How’s this for a draft for how I’m explaining hit points in Blood & Treasure …
“Hit points don’t represent anything solid or real or concrete in and of themselves. Rather, they are part of a complex calculation that boils down to this: “What are the chances that the next moment of mortal peril you experience will be your last.” That mortal peril might be a sword fight, a poison needle, a trap door … anything that might kill you. Most often, hit points relate to combat.

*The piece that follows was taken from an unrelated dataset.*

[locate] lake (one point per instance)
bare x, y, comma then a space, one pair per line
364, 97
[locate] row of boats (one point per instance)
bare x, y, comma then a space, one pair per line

It is important to remember that hit points are only part of the combat calculation for how likely you are to die. The complete calculation is in two parts. The first part pits your opponent’s fighting skill against your armor and quickness (i.e. his or her attack roll vs. your Armor Class). The second part pits your opponent’s strength and weapon type against your own fighting skill (i.e. his or her damage roll vs. your hit points). While most of the numbers in these calculations are fairly static, hit points moves quite a bit. The more danger you experience, the more likely your next dangerous act will be your last.
This is why a character can go from 100 to 1 hit points without suffering any particular physical hardships. All of those lost hit points represent narrow misses, lucky breaks and scrapes and scratches. Those last hit points lost, though, represent the sword in the heart, the knife in the back, the quaff of poisoned wine or the plunge off a cliff onto the rocks below. It represents the end of the story. (Though if your friends have enough money and are inclined to spend it, that story might have a new beginning).
The alternate dying system (see below) provides an option for translating 0 hit points into injury rather than sure death, of course, but the baseline assumption is that your hit points are merely an abstract measure of your chances of survival. Treasure them, adventurer, and know when to say when.”